Bisa dikatakan, bahwa nasib disiplin fiqih hampir sama dengan nasib disiplin tafsir dan disiplin ilmu-ilmu agama lainnya, seperti bahasa, tasawuf, kalam, dan filsafat Islam. Jika al-Zarkasyi dalam al-Burhani fi ‘Ulum al-Qur’an menyebut ilmu-ilmu al-Qur’an dan tafsir telah mencapai puncak kematangannya, bahkan siap saji, maka ilmu fiqih beserta fudamen-fundamennya juga dianggap sebagian pengkaji fiqih telah matang.

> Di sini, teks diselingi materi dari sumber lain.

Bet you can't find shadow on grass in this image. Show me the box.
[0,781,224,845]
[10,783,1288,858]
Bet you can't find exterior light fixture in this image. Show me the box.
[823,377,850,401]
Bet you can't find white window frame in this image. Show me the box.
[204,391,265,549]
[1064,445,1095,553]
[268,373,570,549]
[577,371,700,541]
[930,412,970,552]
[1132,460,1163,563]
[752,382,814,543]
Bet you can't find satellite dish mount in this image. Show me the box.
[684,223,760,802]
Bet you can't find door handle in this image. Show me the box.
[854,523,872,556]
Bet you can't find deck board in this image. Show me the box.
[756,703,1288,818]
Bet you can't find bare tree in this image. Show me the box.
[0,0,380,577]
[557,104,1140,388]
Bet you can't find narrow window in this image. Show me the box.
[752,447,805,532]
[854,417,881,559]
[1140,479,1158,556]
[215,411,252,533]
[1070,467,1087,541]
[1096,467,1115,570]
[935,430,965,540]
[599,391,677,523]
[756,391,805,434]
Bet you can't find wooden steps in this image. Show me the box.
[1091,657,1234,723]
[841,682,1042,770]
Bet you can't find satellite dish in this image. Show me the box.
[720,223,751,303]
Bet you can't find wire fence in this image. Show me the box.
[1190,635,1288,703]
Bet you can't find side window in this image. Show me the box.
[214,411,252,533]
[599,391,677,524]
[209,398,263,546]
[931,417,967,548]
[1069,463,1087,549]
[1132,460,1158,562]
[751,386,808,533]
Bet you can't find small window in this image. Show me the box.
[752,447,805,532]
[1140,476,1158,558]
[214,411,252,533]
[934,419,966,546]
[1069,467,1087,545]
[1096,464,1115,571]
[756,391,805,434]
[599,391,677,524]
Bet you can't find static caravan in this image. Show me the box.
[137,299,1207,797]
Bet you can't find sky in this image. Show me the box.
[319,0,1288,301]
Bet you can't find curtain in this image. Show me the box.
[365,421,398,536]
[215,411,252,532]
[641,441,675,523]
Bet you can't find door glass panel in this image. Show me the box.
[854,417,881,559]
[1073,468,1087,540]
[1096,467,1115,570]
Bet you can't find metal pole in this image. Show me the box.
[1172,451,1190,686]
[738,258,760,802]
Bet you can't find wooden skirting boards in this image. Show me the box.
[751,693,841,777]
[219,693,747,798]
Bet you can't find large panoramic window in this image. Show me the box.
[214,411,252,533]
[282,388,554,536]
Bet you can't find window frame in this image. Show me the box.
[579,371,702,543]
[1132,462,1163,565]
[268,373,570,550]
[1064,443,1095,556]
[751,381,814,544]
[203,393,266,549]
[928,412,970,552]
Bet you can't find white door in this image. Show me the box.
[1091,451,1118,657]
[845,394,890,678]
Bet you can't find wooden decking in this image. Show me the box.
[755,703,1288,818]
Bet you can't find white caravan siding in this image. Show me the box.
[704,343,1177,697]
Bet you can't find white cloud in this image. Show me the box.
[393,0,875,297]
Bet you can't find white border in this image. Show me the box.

Dan, karena keserbasempurnaan fiqih, lalu tugas seorang ahli fiqih hanya dibatasi pada upaya-upaya mengadopsi, mengakomodasi dan melanjutkan keseluruhan pemikiran dan mazhab yang dihasilkan para ulama terdahulu.
Sejumlah ktab fiqih yang diajarkan di berbagai perguruan tinggi Islam, pesantren dan sekolah-sekolah keagamaan, pada umumnya hanya membacakan kembali kitab-kitab fiqih yang ditulis para ulama beberapa abad yang silam. Hampir tidak ditemukan sebuah studi plus, yaitu studi yang tidak hanya membacakan, tetapi lebih jauh, menyoalkan kembali beberapa pandangan yang telah disampaikan oleh ulama-ulama fiqih terdahulu. Pada umumnya mereka hanya membacakan dan mereproduksi pandangan-pandangan fiqih klasik, dan tidak memproduksi pandangan-pandangan alternative yang relevan dengan konteks kekinian. Belum lagi, khazanah fiqih yang tesedia hanya berbicara untuk kebutuhan zamannya, bukan untuk kebutuhan zaman di mana kita hidup saat ini.
Karenannya, diakui atau tidak, fiqih yang tersedia saat ini mempunyai diema-dilema yang mesti dikritisi lebih mendalam, sehigga fiqih sebagai proses ijtihadi dan dialektika antara doktrin dan realitas dapat bersuara kembali atas zaman yang secara kontekstual berbeda sama sekali dengan di mana fiqih dikodifikasi. Tentu saja bukan basa-basi jika kita hendak menegaskan bahwa penghargaan kita terhadap hasil ijtihad ulama tedahulu seharusnya bukan dalam bentuk pencomotan dan pengadopsian apa adanya, melainkan menakar-ulang (rethinking) atass pemikiran ijtihadi da karya-karya mereka secara dinamis dan konstruktif.
Di antara dilema fiqih paling serius ialah tatkala berhubungan dengan pembahasan yang melibatkan kalangan di luar komunitasnya, yaitu non-Muslim, apapun agama dan aliran kepercayaannya. Pada tataran ini, fiqih mengalami kelemahan yang amt luar biasa. Dimensi keuniversalan dan kelenturan fiqih seakan akan tersimpan rapi di laci, atau mungkin hilang entah ke mana. Fiqih, secara implisit ataupu eksplisit, telah menebarkan kebencian dan kecurigaan terhadap agama lain.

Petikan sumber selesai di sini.